Triticum aestivum Assembly and Gene Annotation
About Triticum aestivum
Triticum aestivum (bread wheat) is a major global cereal grain essential to human nutrition. Wheat was one of the first cereals to be domesticated, originating in the fertile crescent around 7000 years ago. Bread wheat is hexaploid, with a genome size estimated at ~17 Gbp, composed of three closely-related and independently maintained genomes that are the result of a series of naturally occurring hybridization events. The ancestral progenitor genomes are considered to be Triticum urartu (the A-genome donor) and an unknown grass thought to be related to Aegilops speltoides (the B-genome donor). This first hybridization event produced tetraploid emmer wheat (AABB, T. dicoccoides) which hybridized again with Aegilops tauschii (the D-genome donor) to produce modern bread wheat.
This assembly (TGACv1) and annotations have been generated by the Earlham Institute, formerly The Centre for Genome Analysis (TGAC) .
250 bp paired-end reads were generated from two CS42 libraries constructed using a PCR-free protocol. In total, 1.1 billion PE reads were generated providing 32.78x coverage of the CS42 genome. The w2rap-contigger (based on DISCOVAR de novo ) was used to assemble contigs. The contigger is available in Github and is fully described elsewhere . It utilises PCR-free libraries to reduce coverage bias, uses long 250bp reads generated by the latest Illumina sequencing technology and retains the majority of the variation present in the reads when generating contigs.
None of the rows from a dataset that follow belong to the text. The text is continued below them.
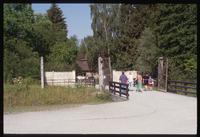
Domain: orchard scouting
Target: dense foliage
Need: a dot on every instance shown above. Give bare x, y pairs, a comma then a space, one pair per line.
28, 36
134, 36
135, 39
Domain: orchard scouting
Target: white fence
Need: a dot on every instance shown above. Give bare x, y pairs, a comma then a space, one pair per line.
60, 78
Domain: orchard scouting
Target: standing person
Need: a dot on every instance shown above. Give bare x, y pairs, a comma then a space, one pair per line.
123, 79
150, 83
139, 82
145, 81
130, 81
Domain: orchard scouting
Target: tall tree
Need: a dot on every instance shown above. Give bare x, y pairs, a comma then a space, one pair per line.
176, 27
55, 14
19, 58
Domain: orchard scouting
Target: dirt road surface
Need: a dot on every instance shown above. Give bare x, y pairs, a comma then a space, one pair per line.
150, 112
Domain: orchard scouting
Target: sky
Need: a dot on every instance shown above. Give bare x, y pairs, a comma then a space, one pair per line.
77, 17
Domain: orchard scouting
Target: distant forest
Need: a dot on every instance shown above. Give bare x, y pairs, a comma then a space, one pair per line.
134, 36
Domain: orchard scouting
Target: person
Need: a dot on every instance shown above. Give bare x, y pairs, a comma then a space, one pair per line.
150, 83
134, 82
139, 82
123, 79
130, 81
145, 81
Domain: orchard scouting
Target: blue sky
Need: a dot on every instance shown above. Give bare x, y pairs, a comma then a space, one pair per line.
77, 18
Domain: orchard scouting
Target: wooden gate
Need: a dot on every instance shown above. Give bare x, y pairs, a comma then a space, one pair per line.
105, 74
162, 73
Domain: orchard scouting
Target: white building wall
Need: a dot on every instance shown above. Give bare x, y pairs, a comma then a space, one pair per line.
130, 74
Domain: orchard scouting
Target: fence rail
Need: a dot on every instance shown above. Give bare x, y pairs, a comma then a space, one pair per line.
181, 87
70, 81
120, 88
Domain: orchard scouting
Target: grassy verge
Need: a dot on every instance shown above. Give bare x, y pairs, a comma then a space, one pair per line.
22, 97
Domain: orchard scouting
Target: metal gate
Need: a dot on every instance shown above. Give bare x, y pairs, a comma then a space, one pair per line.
162, 73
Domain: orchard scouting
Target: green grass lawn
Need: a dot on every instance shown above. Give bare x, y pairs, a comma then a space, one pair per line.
22, 97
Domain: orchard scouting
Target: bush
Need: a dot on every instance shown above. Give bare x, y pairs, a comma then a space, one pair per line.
19, 95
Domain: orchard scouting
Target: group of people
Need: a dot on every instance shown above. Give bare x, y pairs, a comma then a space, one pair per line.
139, 81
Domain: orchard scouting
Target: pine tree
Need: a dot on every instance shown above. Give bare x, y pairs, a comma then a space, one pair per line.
55, 14
177, 33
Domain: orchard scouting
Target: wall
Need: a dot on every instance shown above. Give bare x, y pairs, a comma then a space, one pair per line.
130, 74
60, 78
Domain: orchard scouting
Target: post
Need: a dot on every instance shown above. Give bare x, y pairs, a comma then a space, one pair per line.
100, 73
42, 71
166, 78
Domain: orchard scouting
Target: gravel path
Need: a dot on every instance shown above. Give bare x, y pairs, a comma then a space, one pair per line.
144, 113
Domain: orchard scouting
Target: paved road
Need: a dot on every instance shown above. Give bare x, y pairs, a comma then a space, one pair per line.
145, 113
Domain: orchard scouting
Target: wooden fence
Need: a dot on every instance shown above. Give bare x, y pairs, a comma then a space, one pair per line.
181, 87
120, 88
89, 82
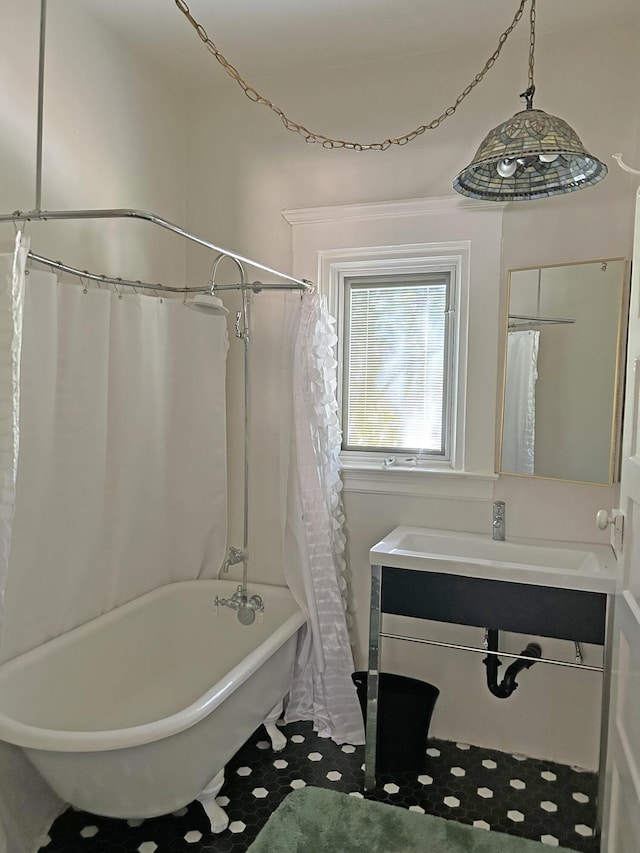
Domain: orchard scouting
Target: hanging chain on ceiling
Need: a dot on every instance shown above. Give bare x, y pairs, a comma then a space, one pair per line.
327, 141
528, 95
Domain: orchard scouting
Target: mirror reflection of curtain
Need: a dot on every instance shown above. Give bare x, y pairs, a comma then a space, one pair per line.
519, 429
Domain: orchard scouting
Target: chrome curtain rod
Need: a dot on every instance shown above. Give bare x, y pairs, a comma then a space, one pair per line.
44, 215
255, 286
125, 213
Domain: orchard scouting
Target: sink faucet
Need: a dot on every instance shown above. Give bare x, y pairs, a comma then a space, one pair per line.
498, 520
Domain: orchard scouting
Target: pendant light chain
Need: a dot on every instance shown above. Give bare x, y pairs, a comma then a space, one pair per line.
327, 141
528, 95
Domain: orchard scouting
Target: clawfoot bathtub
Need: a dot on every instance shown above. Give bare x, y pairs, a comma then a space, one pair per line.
136, 713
Multiple Nextera long mate-pair libraries were generated for scaffolding with insert sizes ranging from 2-12 Kb. LMP reads were processed using Nextclip  and contigs were scaffolded using the SOAPdenovo2  prepare-> map-> scaffold pipeline.
Scaffolds were classified into chromosome-arm bins using arm-specific Chromosome Survey Sequence (CSS) reads . Scaffolds from 3B were not separated into short/long arm bins as individual arm datasets were not generated for this chromosome in the CSS project. The ‘sect’ method of KAT  was used to compute kmer coverage over each scaffold using each CSS read set. Each non-repetitive kmer in a scaffold was scored proportionally to coverage on each CSS arm and scaffolds were classified using the following set of rules:
- Scaffolds with less than 10% of the kmers producing a vote were left as unclassified (marked as Chromosome arm “U”). These are mostly small and/or repetitive sequences.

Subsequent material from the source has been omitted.